Tesla Inc. and more than 80 other big Silicon Valley companies will need to add at least one female director to their boards by the end of the year to meet a new state mandate.

The companies represent more than half of the so-called SV 150 — the region’s 150 largest tech and biotech corporations. The approximately 85 firms are not yet in compliance with the next phase of requirements under Senate Bill 826 that are set to take place by the end of the year, according to a new report from law firm Fenwick and West.

Companies in Silicon Valley have traditionally had few female directors — an issue the law, signed in 2018, was meant to address. In part that’s a result of local firms having relatively small boards, compared with other public companies, and there being relatively few public companies in the region, Fenwick corporate governance partners David Bell and Dawn Belt write in the report.

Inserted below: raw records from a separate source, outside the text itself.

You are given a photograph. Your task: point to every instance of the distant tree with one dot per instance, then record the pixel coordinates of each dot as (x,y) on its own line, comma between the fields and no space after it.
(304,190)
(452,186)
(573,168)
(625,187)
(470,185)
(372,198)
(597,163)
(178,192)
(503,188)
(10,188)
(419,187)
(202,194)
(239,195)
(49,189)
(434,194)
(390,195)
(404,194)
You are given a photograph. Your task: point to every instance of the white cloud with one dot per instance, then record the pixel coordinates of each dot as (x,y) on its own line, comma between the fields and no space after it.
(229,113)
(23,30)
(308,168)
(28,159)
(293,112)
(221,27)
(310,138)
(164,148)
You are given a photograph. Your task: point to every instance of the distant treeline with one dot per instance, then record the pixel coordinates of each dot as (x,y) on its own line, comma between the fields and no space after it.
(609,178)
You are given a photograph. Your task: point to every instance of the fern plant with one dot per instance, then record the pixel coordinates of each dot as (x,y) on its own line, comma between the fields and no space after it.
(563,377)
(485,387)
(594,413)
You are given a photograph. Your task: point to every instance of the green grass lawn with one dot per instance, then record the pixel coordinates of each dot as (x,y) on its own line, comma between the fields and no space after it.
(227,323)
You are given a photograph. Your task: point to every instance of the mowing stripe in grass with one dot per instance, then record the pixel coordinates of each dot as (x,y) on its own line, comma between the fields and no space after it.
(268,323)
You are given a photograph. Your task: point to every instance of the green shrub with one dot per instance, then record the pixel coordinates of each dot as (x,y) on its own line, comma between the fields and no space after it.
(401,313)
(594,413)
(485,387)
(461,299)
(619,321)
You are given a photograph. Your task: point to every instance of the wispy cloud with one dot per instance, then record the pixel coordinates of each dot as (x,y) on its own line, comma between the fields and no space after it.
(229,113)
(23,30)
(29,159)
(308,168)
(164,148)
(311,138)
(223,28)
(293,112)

“Women in Silicon Valley have fewer opportunities to become public company board members, resulting in fewer opportunities to be seen as a peer and enter the networks of board members and consultants seeking board candidates,” Bell and Belt said.

SB-826 put in place a two-step process for requiring gender diversity on boards. By the end of last year, it required all California public companies to have at least one female director.

By the end of this year, though, it requires public companies with five-member boards to have at least two female directors. And it mandates that California companies whose boards consist of six or more members to have at least three female directors.

Most local companies didn’t have much trouble meeting the initial requirement. At least 98% of the SV 150 had at least one woman on their boards by the deadline, according to the Fenwick study.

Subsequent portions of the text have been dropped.